LOS ANGELES/NEW YORK (Reuters) – Ten women who work at McDonald’s restaurants in Detroit, Chicago, Los Angeles and six other cities have filed sexual harassment complaints in the past few days with the federal government against the company and its franchisees, which they said ignored or retaliated against them for such complaints.
The complaints, filed with the U.S. Equal Employment Opportunity Commission (EEOC), are the latest effort by the union-backed Fight for $15 to have McDonald’s designated a “joint employer” of workers at McDonald’s franchises and thereby liable when its franchisees violate labor laws.
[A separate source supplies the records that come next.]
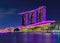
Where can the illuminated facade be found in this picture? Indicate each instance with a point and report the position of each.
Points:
(32, 21)
(33, 16)
(35, 20)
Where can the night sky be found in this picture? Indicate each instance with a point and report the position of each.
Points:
(9, 10)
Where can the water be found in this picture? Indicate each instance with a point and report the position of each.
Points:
(18, 37)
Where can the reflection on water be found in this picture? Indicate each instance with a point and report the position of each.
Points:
(18, 37)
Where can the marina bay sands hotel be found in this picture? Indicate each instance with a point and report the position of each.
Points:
(33, 21)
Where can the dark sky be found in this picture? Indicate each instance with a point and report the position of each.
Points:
(9, 10)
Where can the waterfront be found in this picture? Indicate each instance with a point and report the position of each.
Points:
(18, 37)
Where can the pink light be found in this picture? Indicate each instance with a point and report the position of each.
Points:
(40, 23)
(32, 10)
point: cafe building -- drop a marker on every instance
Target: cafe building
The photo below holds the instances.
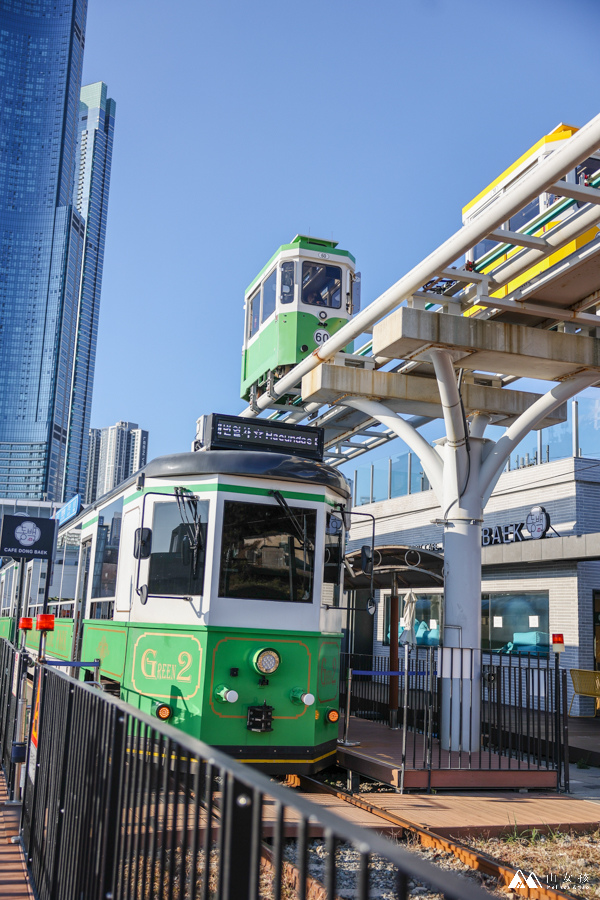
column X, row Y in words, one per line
column 540, row 556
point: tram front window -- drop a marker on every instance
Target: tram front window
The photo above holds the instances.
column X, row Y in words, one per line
column 267, row 553
column 176, row 565
column 321, row 285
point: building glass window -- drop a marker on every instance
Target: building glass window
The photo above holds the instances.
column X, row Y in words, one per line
column 269, row 296
column 176, row 564
column 267, row 553
column 108, row 537
column 515, row 622
column 321, row 285
column 428, row 616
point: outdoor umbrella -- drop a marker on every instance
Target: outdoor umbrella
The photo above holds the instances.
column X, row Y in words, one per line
column 408, row 635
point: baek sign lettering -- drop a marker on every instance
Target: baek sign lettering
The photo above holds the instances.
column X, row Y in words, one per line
column 536, row 524
column 27, row 537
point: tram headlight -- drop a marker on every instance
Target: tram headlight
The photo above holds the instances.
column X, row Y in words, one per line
column 162, row 711
column 266, row 661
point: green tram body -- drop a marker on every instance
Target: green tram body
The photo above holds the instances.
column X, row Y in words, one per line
column 195, row 639
column 303, row 295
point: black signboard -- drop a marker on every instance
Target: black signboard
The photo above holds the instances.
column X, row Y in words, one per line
column 27, row 537
column 236, row 433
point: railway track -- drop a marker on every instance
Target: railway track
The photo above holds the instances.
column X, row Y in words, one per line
column 480, row 862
The claimants, including a 15-year-old from St. Louis, said in a conference call with journalists that they were ignored, mocked or terminated for reporting the behavior. The accusations included claims that co-workers or supervisors sexually propositioned, groped or exposed themselves to the women.
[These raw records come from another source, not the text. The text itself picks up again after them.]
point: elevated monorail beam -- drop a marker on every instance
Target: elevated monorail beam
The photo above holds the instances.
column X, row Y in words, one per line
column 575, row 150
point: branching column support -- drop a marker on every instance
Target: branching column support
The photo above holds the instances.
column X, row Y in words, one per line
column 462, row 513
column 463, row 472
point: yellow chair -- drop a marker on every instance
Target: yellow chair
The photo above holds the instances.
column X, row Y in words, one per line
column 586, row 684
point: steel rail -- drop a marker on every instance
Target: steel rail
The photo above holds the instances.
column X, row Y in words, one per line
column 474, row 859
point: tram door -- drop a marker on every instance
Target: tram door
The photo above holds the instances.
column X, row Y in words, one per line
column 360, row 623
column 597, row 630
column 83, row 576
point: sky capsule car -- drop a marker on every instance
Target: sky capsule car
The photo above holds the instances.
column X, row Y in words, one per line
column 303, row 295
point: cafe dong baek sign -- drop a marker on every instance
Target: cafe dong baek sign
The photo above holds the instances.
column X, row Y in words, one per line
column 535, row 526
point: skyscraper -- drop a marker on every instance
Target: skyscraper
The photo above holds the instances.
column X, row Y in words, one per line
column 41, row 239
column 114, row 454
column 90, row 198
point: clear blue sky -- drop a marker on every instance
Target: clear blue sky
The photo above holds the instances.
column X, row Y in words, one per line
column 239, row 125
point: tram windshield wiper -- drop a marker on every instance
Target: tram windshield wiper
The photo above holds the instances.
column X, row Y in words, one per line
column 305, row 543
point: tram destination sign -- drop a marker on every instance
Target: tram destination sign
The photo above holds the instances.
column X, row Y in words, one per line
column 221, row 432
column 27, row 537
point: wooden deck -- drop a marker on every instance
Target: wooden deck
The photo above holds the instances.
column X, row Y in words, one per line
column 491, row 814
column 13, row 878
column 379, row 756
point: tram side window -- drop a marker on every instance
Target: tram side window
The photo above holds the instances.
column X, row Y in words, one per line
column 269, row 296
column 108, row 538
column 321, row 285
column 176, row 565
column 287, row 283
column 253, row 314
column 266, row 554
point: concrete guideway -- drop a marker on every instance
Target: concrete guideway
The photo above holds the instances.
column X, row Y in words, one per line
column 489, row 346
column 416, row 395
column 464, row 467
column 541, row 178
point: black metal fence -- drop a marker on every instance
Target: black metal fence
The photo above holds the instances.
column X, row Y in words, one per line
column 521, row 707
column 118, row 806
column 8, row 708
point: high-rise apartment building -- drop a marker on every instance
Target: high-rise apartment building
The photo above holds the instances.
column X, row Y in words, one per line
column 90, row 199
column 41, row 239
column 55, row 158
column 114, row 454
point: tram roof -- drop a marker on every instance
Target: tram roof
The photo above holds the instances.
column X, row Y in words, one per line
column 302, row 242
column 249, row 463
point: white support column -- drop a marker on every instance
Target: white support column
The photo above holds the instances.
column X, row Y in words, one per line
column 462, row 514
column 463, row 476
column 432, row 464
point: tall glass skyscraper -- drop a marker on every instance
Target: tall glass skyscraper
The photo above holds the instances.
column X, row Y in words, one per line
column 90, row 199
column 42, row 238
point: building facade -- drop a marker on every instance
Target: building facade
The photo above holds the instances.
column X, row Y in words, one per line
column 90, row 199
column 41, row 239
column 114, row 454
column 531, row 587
“I felt I had no choice but to tolerate it,” Kimberley Lawson, 25, who makes $8.75 per hour at a McDonald’s in Kansas City, Missouri, said on a conference call with reporters.
The restaurant industry, which employs half of American women at some point in their lives, has one of the country’s largest sexual harassment problems because its low-wage and largely female workforce is vulnerable to mistreatment from customers and colleagues.
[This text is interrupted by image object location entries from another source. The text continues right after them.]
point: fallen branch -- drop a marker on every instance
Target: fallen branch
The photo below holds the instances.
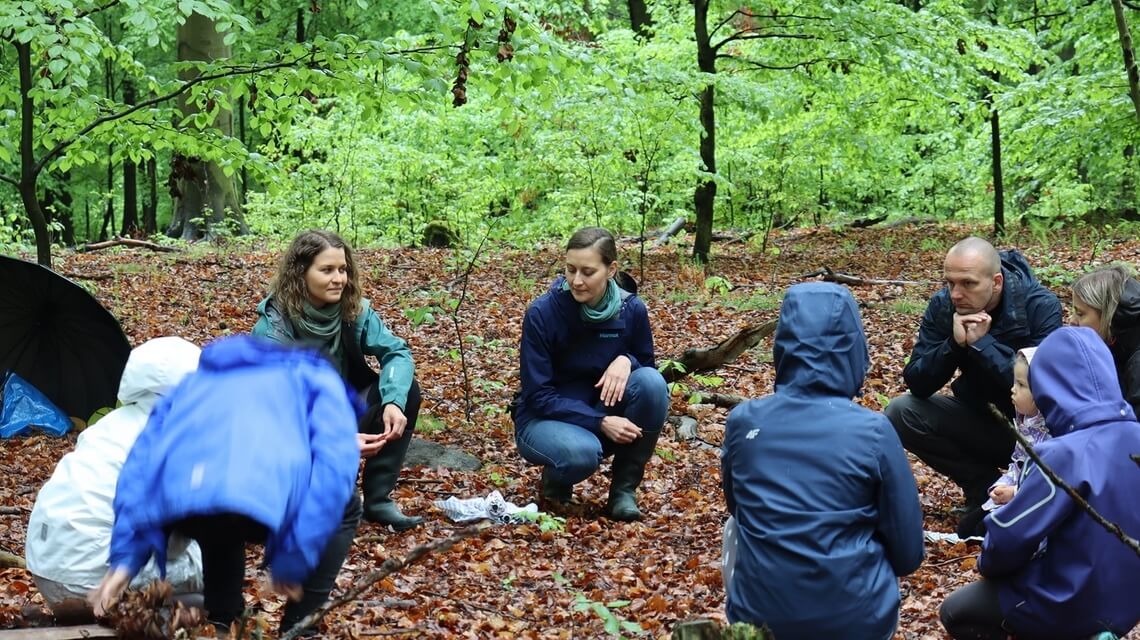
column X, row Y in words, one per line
column 1110, row 527
column 389, row 567
column 855, row 281
column 725, row 351
column 127, row 242
column 724, row 400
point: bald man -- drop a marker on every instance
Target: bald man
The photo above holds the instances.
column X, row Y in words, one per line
column 990, row 307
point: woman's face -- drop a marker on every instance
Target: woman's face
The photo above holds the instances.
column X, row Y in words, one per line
column 326, row 276
column 1084, row 315
column 587, row 275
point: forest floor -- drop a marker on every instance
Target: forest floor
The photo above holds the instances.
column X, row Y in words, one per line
column 516, row 581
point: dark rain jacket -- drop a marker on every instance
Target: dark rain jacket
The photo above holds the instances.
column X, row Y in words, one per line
column 825, row 504
column 365, row 337
column 1060, row 575
column 1027, row 313
column 1125, row 330
column 563, row 356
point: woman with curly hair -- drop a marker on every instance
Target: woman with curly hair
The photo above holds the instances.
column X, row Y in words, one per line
column 316, row 300
column 1107, row 300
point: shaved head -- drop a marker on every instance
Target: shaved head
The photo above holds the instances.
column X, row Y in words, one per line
column 980, row 251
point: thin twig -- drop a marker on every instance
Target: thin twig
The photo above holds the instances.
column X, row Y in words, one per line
column 952, row 560
column 389, row 567
column 1110, row 527
column 474, row 606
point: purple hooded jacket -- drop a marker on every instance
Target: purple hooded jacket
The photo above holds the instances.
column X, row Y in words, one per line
column 1059, row 573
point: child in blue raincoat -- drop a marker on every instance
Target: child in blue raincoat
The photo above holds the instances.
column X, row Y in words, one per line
column 259, row 445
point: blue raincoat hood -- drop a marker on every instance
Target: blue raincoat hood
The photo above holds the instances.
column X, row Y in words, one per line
column 1074, row 382
column 820, row 346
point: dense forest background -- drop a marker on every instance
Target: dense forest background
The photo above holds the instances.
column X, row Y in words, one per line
column 520, row 121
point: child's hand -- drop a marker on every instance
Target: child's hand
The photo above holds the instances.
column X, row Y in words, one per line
column 1002, row 494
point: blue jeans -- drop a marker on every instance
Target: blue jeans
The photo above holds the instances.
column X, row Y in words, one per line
column 572, row 453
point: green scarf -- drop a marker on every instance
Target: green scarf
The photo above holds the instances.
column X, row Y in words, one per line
column 322, row 327
column 605, row 309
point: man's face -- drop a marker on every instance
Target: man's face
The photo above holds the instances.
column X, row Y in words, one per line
column 971, row 288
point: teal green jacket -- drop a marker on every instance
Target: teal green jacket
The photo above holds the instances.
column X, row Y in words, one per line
column 367, row 337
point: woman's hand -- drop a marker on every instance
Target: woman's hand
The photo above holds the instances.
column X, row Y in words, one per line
column 613, row 381
column 113, row 584
column 369, row 444
column 619, row 429
column 1002, row 494
column 395, row 421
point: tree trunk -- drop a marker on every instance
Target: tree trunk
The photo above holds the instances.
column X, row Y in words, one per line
column 705, row 195
column 640, row 19
column 151, row 207
column 204, row 195
column 1130, row 58
column 27, row 169
column 999, row 187
column 130, row 225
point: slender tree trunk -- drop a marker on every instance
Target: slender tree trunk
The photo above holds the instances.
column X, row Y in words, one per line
column 27, row 171
column 151, row 207
column 130, row 225
column 705, row 195
column 995, row 153
column 203, row 192
column 640, row 19
column 1130, row 58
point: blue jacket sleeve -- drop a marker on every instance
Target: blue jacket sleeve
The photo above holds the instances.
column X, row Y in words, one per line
column 537, row 375
column 936, row 356
column 900, row 513
column 133, row 540
column 335, row 459
column 641, row 337
column 1015, row 532
column 396, row 364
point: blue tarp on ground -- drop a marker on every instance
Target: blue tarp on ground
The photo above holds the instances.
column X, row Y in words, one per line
column 24, row 408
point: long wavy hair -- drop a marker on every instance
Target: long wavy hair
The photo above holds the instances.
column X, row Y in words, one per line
column 288, row 288
column 1101, row 290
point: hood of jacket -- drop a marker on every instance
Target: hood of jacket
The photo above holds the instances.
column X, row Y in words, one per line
column 155, row 367
column 820, row 347
column 1128, row 310
column 1074, row 381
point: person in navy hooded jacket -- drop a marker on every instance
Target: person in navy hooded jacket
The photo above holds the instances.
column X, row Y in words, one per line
column 259, row 445
column 1049, row 570
column 589, row 385
column 822, row 497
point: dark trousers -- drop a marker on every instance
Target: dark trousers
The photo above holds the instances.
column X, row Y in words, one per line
column 954, row 440
column 974, row 613
column 222, row 540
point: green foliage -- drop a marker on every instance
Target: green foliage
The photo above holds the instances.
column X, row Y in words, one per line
column 908, row 306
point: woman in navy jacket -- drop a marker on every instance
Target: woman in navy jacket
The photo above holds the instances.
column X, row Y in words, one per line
column 259, row 445
column 589, row 385
column 825, row 508
column 1051, row 572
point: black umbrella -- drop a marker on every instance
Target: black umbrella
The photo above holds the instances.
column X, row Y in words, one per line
column 57, row 337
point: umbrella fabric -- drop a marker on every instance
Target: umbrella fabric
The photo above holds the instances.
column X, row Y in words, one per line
column 58, row 338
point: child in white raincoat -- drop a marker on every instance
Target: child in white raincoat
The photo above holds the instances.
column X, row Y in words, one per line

The complaints against McDonald’s Corp (MCD.N) and the franchisee operators of the restaurants where the women work are similar to sexual harassment accusations also filed with the EEOC two years ago and land ahead of the company’s annual meeting on Thursday.
McDonald’s spokeswoman Terri Hickey said the company was dismissed from the 2016 claims because they did not employ the individuals who filed the complaints.
Hickey said that McDonald’s has policies that prohibit sexual harassment at the company and at the restaurants it owns and operates, while franchisees are responsible for setting employment policies for their restaurants.
The TIME’S UP Legal Defense Fund, established earlier this year by the National Women’s Law Center, is covering legal fees for the women.
The company said in a statement that it takes the accusations seriously and that the franchisees who operate some 90 percent its roughly 14,000 U.S. restaurants “will do the same.”
Fight for $15 and TIME’S UP are pressing the world’s largest restaurant chain to establish and train employees on a zero-tolerance sexual harassment policy and to create a safe and effective process for receiving and responding to complaints.
If an EEOC review of the cases finds they have merit, the agency would call on the company to engage in informal settlement talks. If that failed, EEOC could sue the company or issue the workers “right to sue” letters.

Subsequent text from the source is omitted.